Mr. Fogg: caudle-cups, white sprig’d and saucers; 3 pr. image cream ewers, full blue; 4 white leaf candlesticks, 2s. 3d.; 1 set large sprig’d teas, handled; 2 pr. rib’d boats, at 4s. 6d.; 1 sprig’d tea pot, 4s., good.
Patterns received from Lady Cavendish; a Japan octogon cup and saucer, lady pattern; a rib’d and scollop’d cup and saucer; a basket bordered dysart plate; a Japan bread and butter plate. To be returned in a month, May 28th, 1756.’
“On analyzing these memoranda, although they are but imperfect and necessarily curt, being written only for the writer’s guidance, we are made acquainted with many facts not before disclosed; for example—it has never been suggested that printed china was produced at Bow, yet it is evident that china was decorated with transfer engravings as early as the year 1756, as appears from the following entries:—
“‘One pint printed mug, One half-pint, do., A sett compleat of the second printed teas.’

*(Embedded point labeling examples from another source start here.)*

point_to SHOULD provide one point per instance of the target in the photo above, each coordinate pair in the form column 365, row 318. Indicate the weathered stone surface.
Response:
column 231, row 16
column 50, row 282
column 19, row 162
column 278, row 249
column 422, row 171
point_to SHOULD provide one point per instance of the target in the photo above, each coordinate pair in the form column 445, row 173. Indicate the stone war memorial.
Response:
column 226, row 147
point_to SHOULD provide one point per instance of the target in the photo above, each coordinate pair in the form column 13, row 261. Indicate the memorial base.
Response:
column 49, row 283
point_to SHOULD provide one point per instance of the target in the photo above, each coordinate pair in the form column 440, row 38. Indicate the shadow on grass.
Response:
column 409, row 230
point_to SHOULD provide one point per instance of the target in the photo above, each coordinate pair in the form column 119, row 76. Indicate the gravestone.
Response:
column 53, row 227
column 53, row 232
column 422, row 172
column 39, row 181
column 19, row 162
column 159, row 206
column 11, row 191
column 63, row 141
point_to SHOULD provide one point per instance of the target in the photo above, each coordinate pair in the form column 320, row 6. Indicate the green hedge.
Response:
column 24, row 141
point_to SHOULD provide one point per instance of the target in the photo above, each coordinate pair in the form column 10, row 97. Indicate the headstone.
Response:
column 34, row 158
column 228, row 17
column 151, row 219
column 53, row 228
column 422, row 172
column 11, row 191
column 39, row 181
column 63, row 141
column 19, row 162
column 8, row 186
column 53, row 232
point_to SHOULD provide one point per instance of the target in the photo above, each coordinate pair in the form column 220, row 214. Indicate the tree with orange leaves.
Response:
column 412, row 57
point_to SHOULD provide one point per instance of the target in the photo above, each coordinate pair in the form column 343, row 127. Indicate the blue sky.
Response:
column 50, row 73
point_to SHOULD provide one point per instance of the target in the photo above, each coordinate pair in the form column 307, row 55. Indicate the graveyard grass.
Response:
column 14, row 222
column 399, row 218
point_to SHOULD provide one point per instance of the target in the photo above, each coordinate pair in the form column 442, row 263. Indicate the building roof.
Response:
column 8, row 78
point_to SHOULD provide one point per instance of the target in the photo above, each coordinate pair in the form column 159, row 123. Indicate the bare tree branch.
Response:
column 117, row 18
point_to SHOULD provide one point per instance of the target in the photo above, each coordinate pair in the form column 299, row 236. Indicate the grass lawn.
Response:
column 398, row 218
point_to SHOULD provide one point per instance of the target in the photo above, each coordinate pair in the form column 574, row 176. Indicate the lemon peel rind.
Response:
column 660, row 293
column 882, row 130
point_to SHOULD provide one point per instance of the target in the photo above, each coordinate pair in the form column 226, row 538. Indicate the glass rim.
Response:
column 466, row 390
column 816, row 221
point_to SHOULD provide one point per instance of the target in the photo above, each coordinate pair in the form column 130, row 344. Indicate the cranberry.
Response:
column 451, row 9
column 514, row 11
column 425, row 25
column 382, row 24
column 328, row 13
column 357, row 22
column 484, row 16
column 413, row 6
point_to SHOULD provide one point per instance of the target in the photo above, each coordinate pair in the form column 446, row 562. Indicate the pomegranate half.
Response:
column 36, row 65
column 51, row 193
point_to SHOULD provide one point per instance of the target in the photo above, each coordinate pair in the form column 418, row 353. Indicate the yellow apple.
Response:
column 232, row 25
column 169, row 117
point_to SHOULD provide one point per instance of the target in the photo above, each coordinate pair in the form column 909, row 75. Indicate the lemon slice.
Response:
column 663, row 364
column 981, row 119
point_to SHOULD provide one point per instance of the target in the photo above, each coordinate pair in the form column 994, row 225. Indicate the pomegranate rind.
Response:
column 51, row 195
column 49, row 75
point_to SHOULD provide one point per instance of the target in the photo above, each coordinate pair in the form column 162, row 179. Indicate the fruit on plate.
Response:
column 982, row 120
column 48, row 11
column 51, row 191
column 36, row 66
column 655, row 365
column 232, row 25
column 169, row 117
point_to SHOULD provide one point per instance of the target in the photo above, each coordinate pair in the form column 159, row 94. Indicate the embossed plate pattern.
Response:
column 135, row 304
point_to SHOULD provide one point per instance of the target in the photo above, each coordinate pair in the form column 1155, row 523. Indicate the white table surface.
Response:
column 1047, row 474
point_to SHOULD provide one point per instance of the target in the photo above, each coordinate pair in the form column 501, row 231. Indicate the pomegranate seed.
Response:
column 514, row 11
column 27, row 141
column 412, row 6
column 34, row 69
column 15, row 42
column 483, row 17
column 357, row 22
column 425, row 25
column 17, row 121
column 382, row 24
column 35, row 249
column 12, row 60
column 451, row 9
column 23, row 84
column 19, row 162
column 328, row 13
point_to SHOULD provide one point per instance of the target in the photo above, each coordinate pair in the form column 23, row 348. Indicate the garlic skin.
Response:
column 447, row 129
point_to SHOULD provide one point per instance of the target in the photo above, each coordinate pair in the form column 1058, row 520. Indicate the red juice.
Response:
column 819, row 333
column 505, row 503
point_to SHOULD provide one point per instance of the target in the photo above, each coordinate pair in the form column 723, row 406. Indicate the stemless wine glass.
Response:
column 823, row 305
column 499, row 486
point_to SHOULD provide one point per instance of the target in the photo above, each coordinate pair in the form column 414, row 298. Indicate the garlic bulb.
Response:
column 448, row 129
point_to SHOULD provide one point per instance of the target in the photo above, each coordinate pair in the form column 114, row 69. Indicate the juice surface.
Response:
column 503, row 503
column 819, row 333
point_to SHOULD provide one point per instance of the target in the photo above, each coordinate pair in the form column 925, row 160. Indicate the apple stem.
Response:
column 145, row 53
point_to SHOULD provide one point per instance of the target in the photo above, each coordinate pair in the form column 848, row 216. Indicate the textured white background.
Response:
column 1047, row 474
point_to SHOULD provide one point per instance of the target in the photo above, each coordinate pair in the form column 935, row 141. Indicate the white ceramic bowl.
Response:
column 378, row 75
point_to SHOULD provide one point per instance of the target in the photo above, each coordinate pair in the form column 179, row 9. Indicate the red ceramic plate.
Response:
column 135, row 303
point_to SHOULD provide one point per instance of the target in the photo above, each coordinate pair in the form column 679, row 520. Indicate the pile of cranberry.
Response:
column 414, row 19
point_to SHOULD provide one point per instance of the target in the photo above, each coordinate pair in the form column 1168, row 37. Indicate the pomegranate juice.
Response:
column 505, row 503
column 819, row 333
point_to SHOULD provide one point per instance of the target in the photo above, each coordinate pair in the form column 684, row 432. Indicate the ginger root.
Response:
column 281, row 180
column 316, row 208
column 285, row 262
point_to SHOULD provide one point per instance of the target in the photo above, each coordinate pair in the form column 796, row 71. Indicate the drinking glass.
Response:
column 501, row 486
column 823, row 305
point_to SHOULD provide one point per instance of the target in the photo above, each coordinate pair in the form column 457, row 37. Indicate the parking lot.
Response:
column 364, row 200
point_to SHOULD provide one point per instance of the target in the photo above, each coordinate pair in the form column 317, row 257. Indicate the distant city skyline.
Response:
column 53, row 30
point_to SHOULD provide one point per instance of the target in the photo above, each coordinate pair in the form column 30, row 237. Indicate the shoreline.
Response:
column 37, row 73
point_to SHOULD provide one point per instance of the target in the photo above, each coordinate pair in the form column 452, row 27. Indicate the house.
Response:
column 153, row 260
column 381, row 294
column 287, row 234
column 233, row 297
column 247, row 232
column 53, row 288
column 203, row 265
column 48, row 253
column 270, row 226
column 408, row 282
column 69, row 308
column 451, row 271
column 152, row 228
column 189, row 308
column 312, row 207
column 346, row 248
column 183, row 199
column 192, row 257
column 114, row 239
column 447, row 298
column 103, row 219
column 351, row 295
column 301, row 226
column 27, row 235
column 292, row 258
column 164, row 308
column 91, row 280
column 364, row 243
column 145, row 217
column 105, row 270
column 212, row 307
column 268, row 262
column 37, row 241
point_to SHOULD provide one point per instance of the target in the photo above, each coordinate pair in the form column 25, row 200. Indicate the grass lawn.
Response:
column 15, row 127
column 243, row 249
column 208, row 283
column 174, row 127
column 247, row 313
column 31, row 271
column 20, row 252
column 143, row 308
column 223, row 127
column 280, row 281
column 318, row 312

“The patent which Messrs. Sadler and Green, of Liverpool, proposed taking out as inventors of the process is dated 1756, but they had brought the art to perfection several years before, and had kept it a profound secret. Transfer printing on enamel was in vogue at Battersea before 1755, and the process would be the same on china as enamel. Horace Walpole, writing to Richard Bentley in Sept. 1755, says, ‘I send you a trifling snuff-box, only as a sample of the new manufacture at Battersea, which is done with copper-plates.’ Mr. Binns, of Worcester, has a Battersea enamel watch-case with the tea-party from the same plate as the impressions on china. The Liverpool Guide of 1799 says ‘copper-plate printing upon china and earthenware originated here in 1752, and remained some time a secret with the inventors, Messrs. Sadler and Green. The manner in which this continues to be done here, remains still unrivalled in perfection. As late as 1783, Wedgwood constantly sent his ware to Liverpool to be printed.’
“The proprietors of the Bow works availed themselves of assistance by occasionally sending their china to Liverpool to be printed.[70] All the pieces decorated with transfer engravings, have, without discrimination, been erroneously assigned to Worcester, owing to the want of a thorough investigation of the quality of the body.
“Lady Charlotte Schreiber has a teapot with a transfer portrait of the ‘Prussian Hero,’ the handle and spout ornamented in relief with the enamelled flowers peculiar to Bow; a bowl with prints of the well-known tea-party, and garden-scenes; and two plates, part of ‘a sett of the second printed teas,’ before alluded to, with poultry and leaves. All these are undoubtedly of Bow body, probably decorated at Liverpool.
“Large quantities of blue-painted ware issued from the Bow works, and there are frequent allusions to them in the order-book, for cheap services. On examining the blue pieces, which can be safely assigned to Bow from the nature of the body, there is a peculiarity in the glaze which arises in this way: blue being at that time the only colour that would bear the intense heat of the kiln (au grand feu), it is always painted on the biscuit before being dipped in the glaze; consequently portions, however slight, are apt, while the glaze is in a fluid state, to spread over the surface, giving it a blue tinge, especially on large surfaces; the other colours, as well as the gold, are painted over the glaze, and set in a kiln of lower temperature, called the reverberatory or muffle kiln. Hence the blue, being under the glaze, is imperishable, but the other colours, from frequent use, get rubbed off.
“We find in the order-book the blue Newark pattern; blue dolphin pickle-stand; ‘setts of blue teas.’ A dinner-service was ordered to be ‘blue and pale as you please,’ &c.
“Among the patterns noticed in the same book are white bud sprigs, sprigged tea sets, and Dresden sprigs; partridge services, imaged services, and dragon services, were in great demand; Chelsea cabbage leaf, the lady pattern, and the Princess of Wales’s pattern, white men with salt boxes, mugs painted to the fine landscape pattern, &c.